The finance minister said the AJK government was concentrating on improving income resources and “our long and short term policies will make the AJK economically self reliant.”
He regretted that people tended to evade taxes, even for civic services, let alone for any other major facility.
He said that the government was not supposed to run businesses but to facilitate and create employment opportunities in private sector.
Akbar, however, noted with pleasure that tourism was booming in the region and added that the visit of 1.2 million domestic tourists last year was an ample proof.
When asked if he has proposed even token austerity measures in the upcoming budget, the minister said that there was not a single head where he could slash allocations for being unnecessary, while dodging a related question on costly luxury vehicles that have been bought for government officials.
The minister said that the government was striving to improve quality of education in the region. He, however, skipped a suggestion regarding merger of schools where teachers outnumbered students.
Earlier, Federation of Pakistan Chambers of Commerce and Industry (FPCCI) ex-president Chaudhry Muhammad Saeed pointed out areas where the government could generate income by improving governance and enforcing austerity measures.
He said that there was no proper mechanism for the measurement of the GDP and the state was not vigorously pursuing its case for its due share in federal taxes.
Saeed, who is also secretary finance of PML-N AJK chapter, called for dissolution of all public sector institutions which were non-productive and thus a burden on exchequer.

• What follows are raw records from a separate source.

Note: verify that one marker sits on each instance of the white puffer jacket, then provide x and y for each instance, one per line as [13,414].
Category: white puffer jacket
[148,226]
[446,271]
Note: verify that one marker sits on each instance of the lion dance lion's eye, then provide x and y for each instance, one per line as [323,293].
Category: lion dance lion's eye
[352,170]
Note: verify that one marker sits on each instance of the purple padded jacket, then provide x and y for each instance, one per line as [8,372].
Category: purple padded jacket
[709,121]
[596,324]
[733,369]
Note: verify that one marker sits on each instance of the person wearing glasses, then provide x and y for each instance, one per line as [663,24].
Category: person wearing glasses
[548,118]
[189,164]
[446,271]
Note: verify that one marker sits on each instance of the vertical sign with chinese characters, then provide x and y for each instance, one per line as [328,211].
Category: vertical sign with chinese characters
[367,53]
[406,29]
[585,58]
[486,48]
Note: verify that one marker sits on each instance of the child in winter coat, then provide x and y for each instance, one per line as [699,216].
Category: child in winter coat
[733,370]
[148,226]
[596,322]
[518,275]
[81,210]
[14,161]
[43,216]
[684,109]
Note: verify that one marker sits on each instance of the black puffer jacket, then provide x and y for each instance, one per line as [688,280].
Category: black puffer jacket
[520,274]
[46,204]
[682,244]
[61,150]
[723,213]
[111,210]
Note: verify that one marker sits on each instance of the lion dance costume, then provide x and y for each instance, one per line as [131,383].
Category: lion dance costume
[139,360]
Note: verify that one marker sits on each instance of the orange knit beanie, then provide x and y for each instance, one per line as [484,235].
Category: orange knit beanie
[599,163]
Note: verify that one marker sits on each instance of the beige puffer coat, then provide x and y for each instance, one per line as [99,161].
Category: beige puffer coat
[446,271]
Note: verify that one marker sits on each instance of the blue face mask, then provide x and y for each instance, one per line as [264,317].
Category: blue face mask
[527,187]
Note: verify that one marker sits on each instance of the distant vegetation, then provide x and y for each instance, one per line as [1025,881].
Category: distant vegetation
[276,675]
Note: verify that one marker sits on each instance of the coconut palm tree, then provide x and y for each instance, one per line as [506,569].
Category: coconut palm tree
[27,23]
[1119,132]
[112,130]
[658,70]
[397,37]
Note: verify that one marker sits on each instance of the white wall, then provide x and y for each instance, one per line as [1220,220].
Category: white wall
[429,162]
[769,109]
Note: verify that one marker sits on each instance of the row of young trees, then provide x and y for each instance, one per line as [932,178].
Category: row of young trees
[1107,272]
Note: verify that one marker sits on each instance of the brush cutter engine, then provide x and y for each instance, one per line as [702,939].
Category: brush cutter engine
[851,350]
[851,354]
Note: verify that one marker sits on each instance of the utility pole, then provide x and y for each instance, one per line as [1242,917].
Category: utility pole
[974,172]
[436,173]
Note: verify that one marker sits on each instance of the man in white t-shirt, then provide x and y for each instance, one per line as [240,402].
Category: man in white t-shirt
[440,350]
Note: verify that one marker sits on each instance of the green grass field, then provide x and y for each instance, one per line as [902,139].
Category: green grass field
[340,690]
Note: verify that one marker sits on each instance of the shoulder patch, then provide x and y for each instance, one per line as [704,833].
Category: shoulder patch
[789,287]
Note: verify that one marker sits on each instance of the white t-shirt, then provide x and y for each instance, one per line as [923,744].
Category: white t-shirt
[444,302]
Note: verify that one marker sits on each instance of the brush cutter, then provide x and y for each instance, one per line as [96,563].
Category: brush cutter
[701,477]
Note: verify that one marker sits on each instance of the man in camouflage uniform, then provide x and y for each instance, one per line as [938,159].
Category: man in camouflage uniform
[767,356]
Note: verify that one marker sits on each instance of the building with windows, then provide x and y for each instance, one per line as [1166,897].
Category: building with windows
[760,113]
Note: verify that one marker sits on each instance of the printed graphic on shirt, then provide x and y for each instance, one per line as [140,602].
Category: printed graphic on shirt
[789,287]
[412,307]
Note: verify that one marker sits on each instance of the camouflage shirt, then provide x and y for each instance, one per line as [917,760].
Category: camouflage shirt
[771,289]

He said, “We have to come out from the rotten, redundant and useless education system and promote the culture of such subjects which are acceptable in the job market”.
The state, he said, should stop boasting of its higher literacy rate and instead focus on improving the quality of education in its educational institutions.
Similarly, he called for a proper system for recovery of utility bills. He also endorsed a suggestion by another speaker that the government should revamp its taxation system and claim sales tax on power generation in the territory.
UAJK Vice-Chancellor Dr Dilnawaz Gardezi and KIE Director Dr Syed Nisar Hussain Hamdani also spoke.
Published in The Express Tribune, June 14th, 2015.